Here in Atlanta, this is the first week where highs have consistently reached the 70's. I celebrated by getting a mean sunburn on Sunday, but let’s move on…
During the first quarters of 2011, 2012, and 2013, we saw strong gains in the stock market, but that trend failed to see its way into 2014. There are three primary reasons for this:
1. geopolitical developments
2. the Federal Reserve’s bond-buying taper
3. bad weather (my sunburn notwithstanding)
All of these issues weighed on economic growth and corporate earnings, and the impact, on the whole, wasn't a positive one for investors.
Thankfully, most economists expect the economy to snap back in the second quarter with GDP growth estimates as high as 3.6% after an anemic 1.5% in the first quarter. The April Jobs Report, which will be released May 2nd, will be closely watched for any signs of renewed economic strength.
And while stock market volatility has picked up in the last six weeks, the biggest losses have generally occurred in high-flying momentum stocks in the biotech and technology sectors.
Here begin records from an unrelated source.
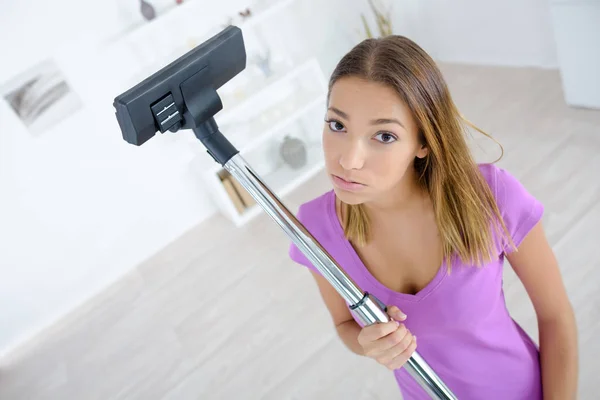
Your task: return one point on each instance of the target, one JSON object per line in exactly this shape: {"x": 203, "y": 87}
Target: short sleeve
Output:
{"x": 520, "y": 210}
{"x": 294, "y": 252}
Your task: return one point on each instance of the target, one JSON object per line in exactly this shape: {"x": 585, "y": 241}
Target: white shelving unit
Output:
{"x": 260, "y": 106}
{"x": 148, "y": 46}
{"x": 301, "y": 114}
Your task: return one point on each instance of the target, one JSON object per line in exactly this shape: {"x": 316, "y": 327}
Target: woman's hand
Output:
{"x": 390, "y": 344}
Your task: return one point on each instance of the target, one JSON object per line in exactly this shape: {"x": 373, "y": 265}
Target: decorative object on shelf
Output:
{"x": 147, "y": 10}
{"x": 41, "y": 97}
{"x": 263, "y": 62}
{"x": 293, "y": 152}
{"x": 383, "y": 20}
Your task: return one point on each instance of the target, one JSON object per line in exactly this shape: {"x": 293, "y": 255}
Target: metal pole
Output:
{"x": 366, "y": 307}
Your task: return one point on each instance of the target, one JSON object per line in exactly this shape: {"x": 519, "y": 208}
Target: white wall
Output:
{"x": 507, "y": 32}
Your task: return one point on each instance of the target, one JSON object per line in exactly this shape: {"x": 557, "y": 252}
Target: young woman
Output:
{"x": 415, "y": 221}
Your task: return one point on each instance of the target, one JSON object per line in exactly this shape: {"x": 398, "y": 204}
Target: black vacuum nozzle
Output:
{"x": 183, "y": 95}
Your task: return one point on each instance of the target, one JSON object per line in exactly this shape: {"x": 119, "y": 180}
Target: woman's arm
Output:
{"x": 536, "y": 266}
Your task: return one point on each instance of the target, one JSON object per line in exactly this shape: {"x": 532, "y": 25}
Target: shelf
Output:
{"x": 250, "y": 103}
{"x": 283, "y": 180}
{"x": 251, "y": 143}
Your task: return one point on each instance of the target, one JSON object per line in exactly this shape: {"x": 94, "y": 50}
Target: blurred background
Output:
{"x": 148, "y": 273}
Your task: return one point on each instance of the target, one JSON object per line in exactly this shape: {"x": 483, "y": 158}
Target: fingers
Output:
{"x": 401, "y": 358}
{"x": 396, "y": 313}
{"x": 378, "y": 331}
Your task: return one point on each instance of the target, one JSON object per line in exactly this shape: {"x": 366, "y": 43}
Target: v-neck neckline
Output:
{"x": 362, "y": 268}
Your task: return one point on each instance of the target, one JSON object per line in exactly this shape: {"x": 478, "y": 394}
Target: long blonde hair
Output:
{"x": 465, "y": 209}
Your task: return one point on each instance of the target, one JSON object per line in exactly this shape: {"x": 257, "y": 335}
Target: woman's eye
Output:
{"x": 385, "y": 137}
{"x": 336, "y": 126}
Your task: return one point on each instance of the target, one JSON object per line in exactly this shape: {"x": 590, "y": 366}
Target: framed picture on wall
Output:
{"x": 41, "y": 97}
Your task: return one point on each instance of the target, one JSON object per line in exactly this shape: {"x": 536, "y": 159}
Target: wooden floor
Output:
{"x": 222, "y": 313}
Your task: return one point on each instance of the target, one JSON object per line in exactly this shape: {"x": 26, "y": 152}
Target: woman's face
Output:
{"x": 370, "y": 141}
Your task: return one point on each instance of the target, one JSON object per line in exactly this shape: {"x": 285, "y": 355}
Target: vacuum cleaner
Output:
{"x": 183, "y": 95}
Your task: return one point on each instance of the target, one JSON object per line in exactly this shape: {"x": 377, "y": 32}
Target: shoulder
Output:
{"x": 316, "y": 216}
{"x": 519, "y": 208}
{"x": 312, "y": 213}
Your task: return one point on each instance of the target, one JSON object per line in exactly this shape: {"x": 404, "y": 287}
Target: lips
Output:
{"x": 345, "y": 184}
{"x": 348, "y": 180}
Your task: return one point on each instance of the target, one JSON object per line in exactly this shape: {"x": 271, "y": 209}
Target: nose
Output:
{"x": 353, "y": 156}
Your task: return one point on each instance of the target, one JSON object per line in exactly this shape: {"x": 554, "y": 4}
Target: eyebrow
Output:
{"x": 377, "y": 121}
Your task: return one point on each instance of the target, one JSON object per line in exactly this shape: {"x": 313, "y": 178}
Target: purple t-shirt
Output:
{"x": 465, "y": 331}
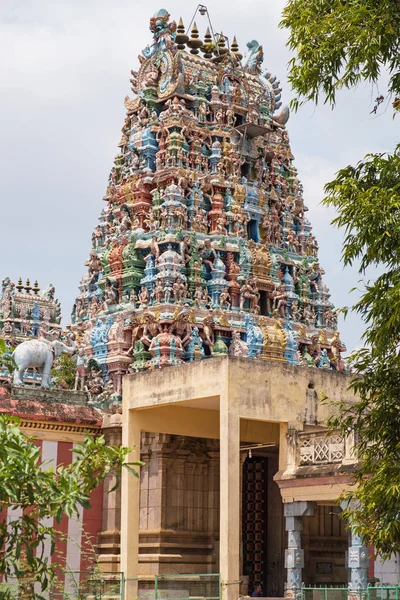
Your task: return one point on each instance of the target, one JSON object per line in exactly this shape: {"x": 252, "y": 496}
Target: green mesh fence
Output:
{"x": 187, "y": 587}
{"x": 381, "y": 592}
{"x": 81, "y": 585}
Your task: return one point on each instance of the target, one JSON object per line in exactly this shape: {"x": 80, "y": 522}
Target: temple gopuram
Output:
{"x": 206, "y": 341}
{"x": 203, "y": 247}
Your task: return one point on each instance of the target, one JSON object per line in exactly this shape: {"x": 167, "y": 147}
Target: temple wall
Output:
{"x": 388, "y": 571}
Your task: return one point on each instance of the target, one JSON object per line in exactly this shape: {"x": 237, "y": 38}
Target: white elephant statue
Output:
{"x": 40, "y": 354}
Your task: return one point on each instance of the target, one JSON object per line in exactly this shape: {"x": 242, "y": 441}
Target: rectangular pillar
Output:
{"x": 294, "y": 555}
{"x": 229, "y": 500}
{"x": 130, "y": 504}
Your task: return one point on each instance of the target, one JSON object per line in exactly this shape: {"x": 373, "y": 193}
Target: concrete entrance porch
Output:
{"x": 236, "y": 402}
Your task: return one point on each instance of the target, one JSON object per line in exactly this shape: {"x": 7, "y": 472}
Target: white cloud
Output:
{"x": 63, "y": 77}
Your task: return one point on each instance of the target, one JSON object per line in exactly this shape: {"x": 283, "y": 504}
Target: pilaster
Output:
{"x": 294, "y": 555}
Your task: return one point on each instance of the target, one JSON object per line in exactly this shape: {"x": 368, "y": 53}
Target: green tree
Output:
{"x": 30, "y": 487}
{"x": 340, "y": 43}
{"x": 337, "y": 44}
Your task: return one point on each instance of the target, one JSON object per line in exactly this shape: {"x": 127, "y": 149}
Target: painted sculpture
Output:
{"x": 203, "y": 246}
{"x": 39, "y": 354}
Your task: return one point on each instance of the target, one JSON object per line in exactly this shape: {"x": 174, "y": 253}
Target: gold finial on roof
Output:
{"x": 194, "y": 43}
{"x": 207, "y": 47}
{"x": 235, "y": 49}
{"x": 181, "y": 38}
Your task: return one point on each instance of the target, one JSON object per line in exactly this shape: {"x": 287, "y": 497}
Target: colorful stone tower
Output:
{"x": 27, "y": 312}
{"x": 203, "y": 247}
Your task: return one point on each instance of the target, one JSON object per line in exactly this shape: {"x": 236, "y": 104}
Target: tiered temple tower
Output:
{"x": 203, "y": 246}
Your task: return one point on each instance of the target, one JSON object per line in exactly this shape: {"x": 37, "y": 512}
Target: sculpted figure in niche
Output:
{"x": 279, "y": 296}
{"x": 154, "y": 248}
{"x": 224, "y": 299}
{"x": 136, "y": 333}
{"x": 184, "y": 248}
{"x": 110, "y": 295}
{"x": 150, "y": 329}
{"x": 208, "y": 331}
{"x": 143, "y": 297}
{"x": 237, "y": 346}
{"x": 81, "y": 363}
{"x": 198, "y": 296}
{"x": 158, "y": 292}
{"x": 95, "y": 385}
{"x": 126, "y": 222}
{"x": 208, "y": 255}
{"x": 94, "y": 266}
{"x": 249, "y": 291}
{"x": 182, "y": 328}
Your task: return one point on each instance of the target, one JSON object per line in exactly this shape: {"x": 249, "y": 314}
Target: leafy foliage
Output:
{"x": 36, "y": 492}
{"x": 340, "y": 43}
{"x": 367, "y": 198}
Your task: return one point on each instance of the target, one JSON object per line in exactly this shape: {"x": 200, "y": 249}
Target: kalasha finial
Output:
{"x": 207, "y": 46}
{"x": 221, "y": 44}
{"x": 181, "y": 38}
{"x": 194, "y": 43}
{"x": 235, "y": 49}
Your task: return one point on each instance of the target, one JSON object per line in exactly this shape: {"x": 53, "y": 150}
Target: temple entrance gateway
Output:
{"x": 263, "y": 537}
{"x": 207, "y": 401}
Companies like Facebook, Twitter, Netflix, Tesla Motors, Gilead Sciences, and Vertex Pharmaceuticals saw shares drop 15%-35% from earlier highs.
Looking out a bit further, I came across an insightful article in Barron’s that analyzes the future of oil prices.
For many years, a popular theory has stated that the world was rapidly approaching, or had already reached, “peak” oil – that is, oil production would decrease as supplies began disappearing. Prices, of course, would skyrocket, leading to worldwide economic shocks and market declines.
Recently, however, technological innovation in the energy sector has led oil exploration and production companies to deepwater oil, shale oil, and oil sands, all of which hold vast potential for increased production opportunities. When you combine the increased oil supply with lower demand thanks to alternative fuels like natural gas, one can make a strong case for oil prices dropping over the next five years. Here’s what Barron’s had to say:
“The long-term outlook for global oil prices is lower, perhaps much lower, giving a strong boost to the U.S. economy while potentially crippling the economy of Vladimir Putin's Russia. Vast new discoveries of oil and natural gas in the U.S. and around the globe could drive the oil price to as low as $75 a barrel over the next five years from a current $100.”
Click here to read the article.
The takeaway? Evidence suggests peak oil sophistry is approaching its peak (pun intended) and that innovation can, in fact, provide new opportunities for oil exploration and production. Lower energy costs would also provide a major boost to the economy and benefit everybody, especially lower income families.
So kick off your shoes, open the windows, and be glad winter is over. And if you’re planning to celebrate out-of-doors, just be sure to wear plenty of sunscreen. Trust me on that one.